Local business rates model unveiled
Author: James Illman, Local Government Chronicle |
Ministers should allow councils to ‘buy’ themselves out of the national business rates system and retain local tax revenues to encourage authorities to stimulate economic growth, a thinktank has proposed.
Localis said councils should broker individual deals with the Treasury, based on their projected net contributions to the current national rates pool, which would allow them to retain all locally collected rates.
Councils could then benefit from the net difference between the business rates that are collected over a specific period, initially three years but moving up to five, and the payment to the Treasury which would give them a huge incentive to drive up business growth within their borders.
Conversely, though, councils would lose out if rates dipped, which would mean councils facing risk.
The report, The rate escape, Freeing local government to drive economic growth, comes with a series lobby groups set to make proposals for ministers’ local government resource review, which centres on rates localisation.
It said: “If any council manages to beat its projection growth in business rates revenue by even a small percentage, it will obtain a considerable financial reward on top of what it would have received if it had remained within the existing system of business rates distribution.”
Councils would not be able to set their own rates locally – a scenario fiercely opposed by the business lobby. Instead, the current system of five-yearly revaluations and a national non-domestic rates multiplier would be maintained.

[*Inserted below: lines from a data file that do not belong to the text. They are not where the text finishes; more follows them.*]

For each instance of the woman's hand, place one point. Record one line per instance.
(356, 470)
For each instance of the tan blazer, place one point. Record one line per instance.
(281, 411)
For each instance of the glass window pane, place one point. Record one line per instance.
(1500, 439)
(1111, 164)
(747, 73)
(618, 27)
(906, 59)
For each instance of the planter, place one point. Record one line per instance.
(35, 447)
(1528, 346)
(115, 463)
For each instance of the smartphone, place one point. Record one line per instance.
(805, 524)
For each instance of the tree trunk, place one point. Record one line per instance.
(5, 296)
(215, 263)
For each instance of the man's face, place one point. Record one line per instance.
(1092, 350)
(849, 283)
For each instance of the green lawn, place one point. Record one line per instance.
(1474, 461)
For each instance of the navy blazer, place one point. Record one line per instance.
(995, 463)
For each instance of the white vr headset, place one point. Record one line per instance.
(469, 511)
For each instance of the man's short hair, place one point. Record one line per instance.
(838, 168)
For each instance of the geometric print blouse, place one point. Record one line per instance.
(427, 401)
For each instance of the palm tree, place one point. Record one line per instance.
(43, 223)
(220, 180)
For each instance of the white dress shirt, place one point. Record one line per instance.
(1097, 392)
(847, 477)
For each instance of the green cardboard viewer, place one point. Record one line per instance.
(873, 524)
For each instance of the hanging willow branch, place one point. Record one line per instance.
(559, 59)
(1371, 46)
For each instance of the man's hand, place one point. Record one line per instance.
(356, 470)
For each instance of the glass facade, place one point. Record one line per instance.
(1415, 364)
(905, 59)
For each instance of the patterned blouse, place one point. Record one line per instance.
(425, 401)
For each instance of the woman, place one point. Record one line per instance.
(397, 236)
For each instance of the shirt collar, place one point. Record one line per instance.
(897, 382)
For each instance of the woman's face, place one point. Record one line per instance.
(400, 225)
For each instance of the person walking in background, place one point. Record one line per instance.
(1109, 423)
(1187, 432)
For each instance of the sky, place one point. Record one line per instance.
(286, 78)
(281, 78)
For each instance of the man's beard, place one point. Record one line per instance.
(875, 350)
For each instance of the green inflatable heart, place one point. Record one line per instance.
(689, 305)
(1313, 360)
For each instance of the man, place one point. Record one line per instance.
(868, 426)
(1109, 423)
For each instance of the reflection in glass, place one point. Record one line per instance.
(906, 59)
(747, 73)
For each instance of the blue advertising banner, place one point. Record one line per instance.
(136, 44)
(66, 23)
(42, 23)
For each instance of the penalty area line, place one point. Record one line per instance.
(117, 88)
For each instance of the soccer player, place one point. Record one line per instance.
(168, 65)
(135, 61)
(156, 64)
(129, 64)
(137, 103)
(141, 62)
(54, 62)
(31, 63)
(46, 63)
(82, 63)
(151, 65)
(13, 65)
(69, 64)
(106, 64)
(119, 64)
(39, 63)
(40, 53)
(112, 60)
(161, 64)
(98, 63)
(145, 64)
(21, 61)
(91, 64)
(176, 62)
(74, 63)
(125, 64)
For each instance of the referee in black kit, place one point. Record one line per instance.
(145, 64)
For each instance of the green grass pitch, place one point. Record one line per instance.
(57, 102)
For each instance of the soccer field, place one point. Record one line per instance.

Localis said the buy-out option circumvented other thorny issues associated with rates localisation. By keeping an equalisation mechanism, it said it negated concerns raised by deprived areas, which are unable to raise as much in business rates as their required expenditure, about being left out of pocket by any form of re-nationalisation of rates.
Localis chief executive, Alex Thomson, said: “In the current economic climate, it is even more important that the government looks at reforms that are swiftly implementable, and that would have a lasting impact on the local and national economy. Our model will do just that.”

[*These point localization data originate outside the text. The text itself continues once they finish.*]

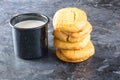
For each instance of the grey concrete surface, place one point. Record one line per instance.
(104, 15)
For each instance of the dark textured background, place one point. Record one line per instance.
(104, 15)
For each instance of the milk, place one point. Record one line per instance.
(29, 24)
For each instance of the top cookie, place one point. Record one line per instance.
(69, 19)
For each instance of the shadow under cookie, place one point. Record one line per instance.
(76, 55)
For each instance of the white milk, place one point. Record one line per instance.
(29, 24)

The model has attracted support from a broad church, including Sir Michael Lyons, junior local government minister Bob Neill (Con) and business lobby group, the British Chambers of Commerce.
Sir Michael, author of the last major review of local government finance said: “This Localis report is an interesting contribution to the debate and I urge anyone interested in finding a solution to the nagging issues of local government finance to consider its proposals.”
Mr Neil said:”Localis’ report underlines the real importance of government’s drive to end councils’ dependence on the whims of Whitehall grants.
“We’ve been absolutely clear in our resource review that we want to put elected local councils back in control, by letting them retain their local business rates and in doing so give them real a stake in their local economy, creating local jobs and supporting local firms.”
British Chambers of Commerce director of policy, Dr Adam Marshall, said the report was “interesting and thought provoking”.
He added: “We must remember, however, that further reform of business rates depends upon a fundamental improvement in levels of trust between local councils and local business communities. The time is emphatically not right for the re-localisation of rate-setting powers.”